We are immediately propelled back into the fantastical, prescient, mind of Lewis Carroll and Through the Looking-Glass:
‘How would you like to live in Looking-glass House, Kitty? I wonder if they’d give you milk in there? Perhaps Looking-glass milk isn’t good to drink—But oh, Kitty! now we come to the passage. You can just see a little PEEP of the passage in Looking-glass House, if you leave the door of our drawing-room wide open: and it’s very like our passage as far as you can see, only you know it may be quite different on beyond. Oh, Kitty! how nice it would be if we could only get through into Looking-glass House! I’m sure it’s got, oh! such beautiful things in it! Let’s pretend there’s a way of getting through into it, somehow, Kitty. Let’s pretend the glass has got all soft like gauze, so that we can get through. Why, it’s turning into a sort of mist now, I declare! It’ll be easy enough to get through—’ She was up on the chimney-piece while she said this, though she hardly knew how she had got there. And certainly the glass WAS beginning to melt away, just like a bright silvery mist.
How magnificent!
I wonder if there will be future versions of the Looking-Glass Doorknob that will foretell events? Turn the doorknob thisaway and look into the room’s future; turn it thataway and peer back into the recorded history between the four walls.

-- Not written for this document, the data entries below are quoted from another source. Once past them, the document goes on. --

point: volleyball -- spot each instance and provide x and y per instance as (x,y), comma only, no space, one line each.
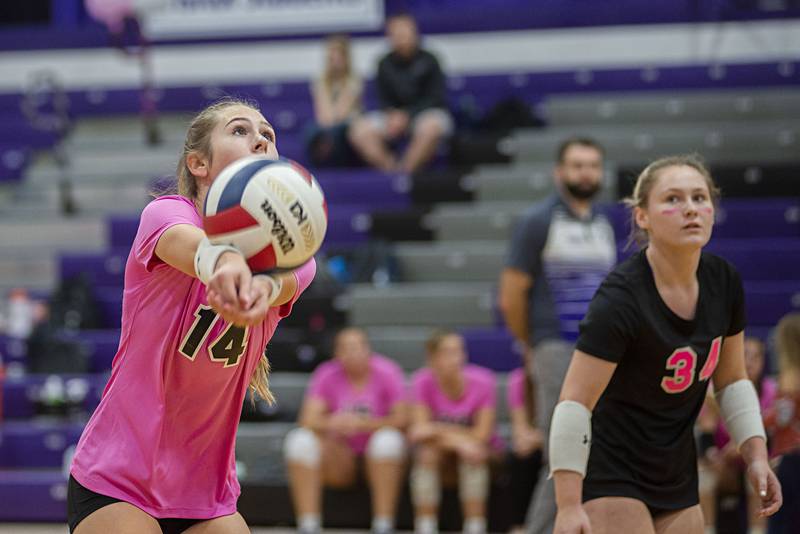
(273,211)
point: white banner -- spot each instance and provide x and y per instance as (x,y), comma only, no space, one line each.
(180,19)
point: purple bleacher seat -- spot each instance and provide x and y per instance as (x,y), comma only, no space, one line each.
(13,351)
(347,225)
(107,269)
(36,444)
(33,495)
(767,302)
(122,230)
(20,393)
(761,259)
(101,347)
(492,348)
(14,157)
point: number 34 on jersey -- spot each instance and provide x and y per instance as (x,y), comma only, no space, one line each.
(683,365)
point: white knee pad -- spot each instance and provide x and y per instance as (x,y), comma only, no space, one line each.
(425,487)
(301,446)
(386,444)
(473,481)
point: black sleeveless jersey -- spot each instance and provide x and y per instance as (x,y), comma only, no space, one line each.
(642,427)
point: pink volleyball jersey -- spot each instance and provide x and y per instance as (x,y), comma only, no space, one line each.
(479,392)
(515,391)
(384,389)
(163,435)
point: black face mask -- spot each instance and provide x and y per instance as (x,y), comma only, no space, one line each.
(582,192)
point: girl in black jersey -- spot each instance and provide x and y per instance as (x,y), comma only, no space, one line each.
(660,328)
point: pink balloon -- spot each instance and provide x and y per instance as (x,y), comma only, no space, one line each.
(110,12)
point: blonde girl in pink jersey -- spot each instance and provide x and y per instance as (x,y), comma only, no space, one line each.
(452,427)
(158,453)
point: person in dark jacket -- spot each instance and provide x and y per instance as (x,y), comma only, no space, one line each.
(411,90)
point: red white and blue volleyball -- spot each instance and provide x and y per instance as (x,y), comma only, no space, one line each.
(273,211)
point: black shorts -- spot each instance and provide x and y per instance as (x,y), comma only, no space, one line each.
(81,502)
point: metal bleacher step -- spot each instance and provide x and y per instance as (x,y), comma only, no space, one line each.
(727,142)
(440,304)
(56,234)
(456,261)
(88,198)
(110,165)
(677,107)
(530,181)
(479,221)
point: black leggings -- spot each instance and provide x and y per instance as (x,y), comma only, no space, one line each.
(81,502)
(524,475)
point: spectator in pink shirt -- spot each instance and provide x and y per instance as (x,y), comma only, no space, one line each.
(355,410)
(452,426)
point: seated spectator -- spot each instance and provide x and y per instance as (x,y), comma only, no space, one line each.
(452,425)
(783,425)
(525,458)
(723,483)
(337,96)
(411,89)
(354,411)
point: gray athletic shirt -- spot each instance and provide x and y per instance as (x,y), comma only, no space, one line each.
(568,258)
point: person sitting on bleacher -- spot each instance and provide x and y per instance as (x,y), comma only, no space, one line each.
(411,90)
(355,409)
(783,424)
(452,425)
(525,456)
(337,96)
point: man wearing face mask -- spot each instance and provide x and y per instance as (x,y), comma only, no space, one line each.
(559,253)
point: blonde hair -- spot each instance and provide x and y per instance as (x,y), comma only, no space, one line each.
(198,139)
(787,342)
(436,338)
(647,180)
(342,42)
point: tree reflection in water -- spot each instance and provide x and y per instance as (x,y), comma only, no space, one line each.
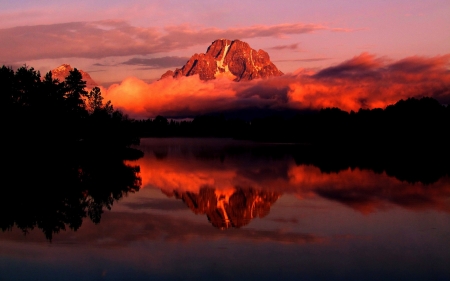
(54,187)
(234,182)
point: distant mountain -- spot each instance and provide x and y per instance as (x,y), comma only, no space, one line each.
(62,72)
(235,59)
(228,209)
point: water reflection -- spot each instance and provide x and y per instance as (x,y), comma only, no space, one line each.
(232,182)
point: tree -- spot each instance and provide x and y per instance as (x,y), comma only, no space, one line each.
(75,91)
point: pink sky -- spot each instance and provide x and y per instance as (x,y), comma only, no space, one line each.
(104,37)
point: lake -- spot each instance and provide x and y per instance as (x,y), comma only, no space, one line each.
(222,209)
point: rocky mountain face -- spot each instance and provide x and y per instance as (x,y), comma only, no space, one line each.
(62,72)
(234,59)
(225,210)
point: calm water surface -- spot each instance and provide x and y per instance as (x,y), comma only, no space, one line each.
(214,209)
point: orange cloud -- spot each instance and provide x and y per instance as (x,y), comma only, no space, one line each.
(365,81)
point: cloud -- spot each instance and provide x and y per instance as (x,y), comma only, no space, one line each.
(285,47)
(304,60)
(365,81)
(156,63)
(100,39)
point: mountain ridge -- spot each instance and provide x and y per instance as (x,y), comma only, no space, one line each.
(62,71)
(234,59)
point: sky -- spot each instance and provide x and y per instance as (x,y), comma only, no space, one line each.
(115,41)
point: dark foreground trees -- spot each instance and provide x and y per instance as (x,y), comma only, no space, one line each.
(52,111)
(63,152)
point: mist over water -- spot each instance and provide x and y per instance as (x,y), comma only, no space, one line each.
(225,209)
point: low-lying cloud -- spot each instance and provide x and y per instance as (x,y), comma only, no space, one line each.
(365,81)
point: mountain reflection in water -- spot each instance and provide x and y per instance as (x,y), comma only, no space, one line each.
(232,182)
(287,212)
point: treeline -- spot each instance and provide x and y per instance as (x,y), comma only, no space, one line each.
(63,150)
(408,122)
(56,112)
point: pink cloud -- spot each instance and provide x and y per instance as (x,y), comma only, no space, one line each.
(118,38)
(364,81)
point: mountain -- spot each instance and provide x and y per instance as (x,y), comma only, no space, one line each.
(62,72)
(227,209)
(234,59)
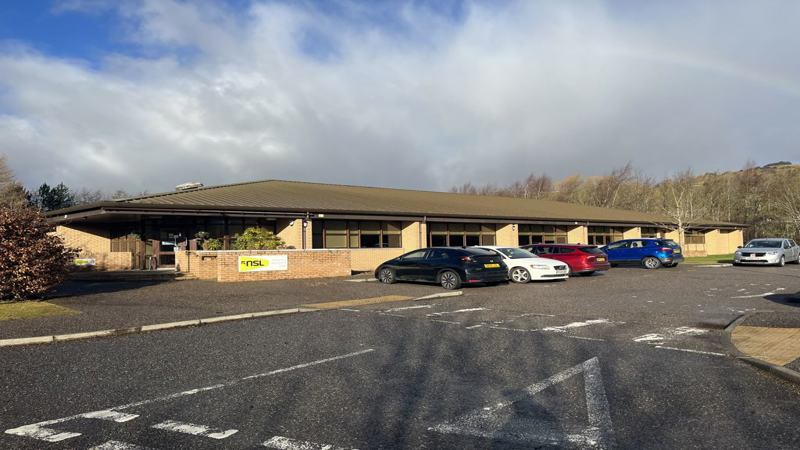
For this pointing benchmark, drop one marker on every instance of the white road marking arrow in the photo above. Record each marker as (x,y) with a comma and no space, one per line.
(499,423)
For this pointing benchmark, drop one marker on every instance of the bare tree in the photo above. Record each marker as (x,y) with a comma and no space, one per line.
(680,202)
(12,194)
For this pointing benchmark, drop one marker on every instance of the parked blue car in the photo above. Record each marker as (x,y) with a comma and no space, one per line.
(651,253)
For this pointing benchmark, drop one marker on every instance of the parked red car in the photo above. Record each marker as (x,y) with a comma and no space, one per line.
(581,259)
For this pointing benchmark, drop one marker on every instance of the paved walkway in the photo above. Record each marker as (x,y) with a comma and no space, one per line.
(109,305)
(771,337)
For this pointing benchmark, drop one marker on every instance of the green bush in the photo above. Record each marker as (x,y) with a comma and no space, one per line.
(255,238)
(212,244)
(33,260)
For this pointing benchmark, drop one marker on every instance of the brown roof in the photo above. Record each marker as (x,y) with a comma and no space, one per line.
(277,196)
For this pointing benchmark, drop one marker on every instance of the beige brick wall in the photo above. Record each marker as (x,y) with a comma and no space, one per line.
(368,259)
(90,241)
(201,264)
(94,243)
(223,266)
(721,242)
(578,235)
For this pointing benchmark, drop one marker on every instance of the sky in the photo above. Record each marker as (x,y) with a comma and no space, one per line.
(143,95)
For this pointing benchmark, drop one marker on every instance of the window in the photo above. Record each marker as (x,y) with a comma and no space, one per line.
(542,234)
(460,234)
(418,254)
(356,234)
(604,235)
(695,237)
(651,232)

Will we have a Snow Globe Looking-Glass Doorknob that will be safe for use in the home, but never on an airplane?
We now live in a ridiculous society where babies are potential terrorists and where non-dancers make it to a dancing finals — and so I guess it makes sense that we can now peer through a door darkly against each other — all the while hoping we never have to actually grasp that glassy knob and enter the other room to face the object of our Panopticonic desire.
It’s so funny what the TSA will and won’t allow.
I would be quite amused to see one of these in action.
Yes, the TSA have become our tormenters and our national chuckle — what a combination!
I love the glass doorknobs — I think the potential for this sort of Panopticonic viewing is tremendously fascinating.